The JSON report includes ADR-0661 run_provenance with the analyzer entrypoint, original argv, parsed target / threshold / top-K arguments, source parquet path, and output report path. Treat that block as the replay contract when comparing refreshed feature-correlation runs across corpora.

References

  • req (user, 2026-04-29): "and rebase #185" + "yeah write up" in response to Phase-2 result summary.
  • Research-0026 — the 4-phase plan this digest closes Phase 2 of.
  • Research-0023 §5 — content-distribution variance source (orthogonal axis to feature-set; addressed by Research-0025).
  • Research-0025 — data-side variance resolved by KoNViD; this digest opens the feature-side.
  • ADR-0049 — tiny-AI sidecar JSON policy (governs how a v2 model declares its feature_set).

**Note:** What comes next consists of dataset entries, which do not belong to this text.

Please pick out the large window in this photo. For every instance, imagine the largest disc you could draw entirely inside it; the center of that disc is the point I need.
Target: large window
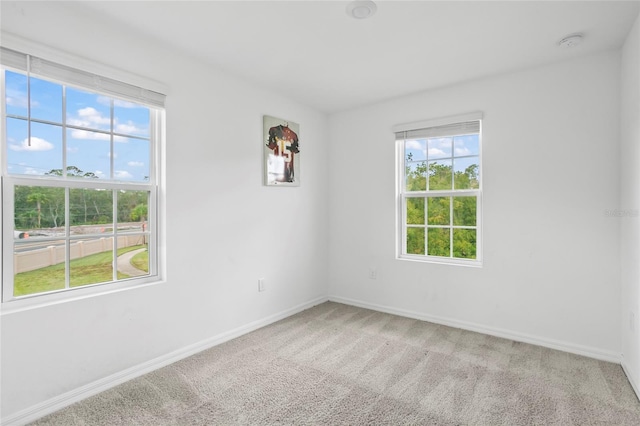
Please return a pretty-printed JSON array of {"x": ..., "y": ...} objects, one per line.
[
  {"x": 439, "y": 190},
  {"x": 79, "y": 179}
]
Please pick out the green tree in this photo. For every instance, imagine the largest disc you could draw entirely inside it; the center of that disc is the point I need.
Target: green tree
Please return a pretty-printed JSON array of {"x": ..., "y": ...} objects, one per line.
[
  {"x": 440, "y": 176},
  {"x": 39, "y": 198}
]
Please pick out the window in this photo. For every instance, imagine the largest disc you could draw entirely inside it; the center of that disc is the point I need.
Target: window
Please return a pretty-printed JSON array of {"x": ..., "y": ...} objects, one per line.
[
  {"x": 79, "y": 179},
  {"x": 439, "y": 190}
]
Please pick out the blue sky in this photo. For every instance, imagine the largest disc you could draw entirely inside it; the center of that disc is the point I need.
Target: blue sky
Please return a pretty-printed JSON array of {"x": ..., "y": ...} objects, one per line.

  • PR #185 — FULL_FEATURES registry (the 21-feature inventory this digest exercised).
  • PR #186 — Phase-2 analysis scripts (extract_full_features.py + feature_correlation.py).
  • Source data: runs/full_features_netflix.parquet (11 040 rows × 25 cols, gitignored).
  • Source analysis: runs/full_features_correlation.json (full Pearson matrix + per-method rankings + consensus, gitignored).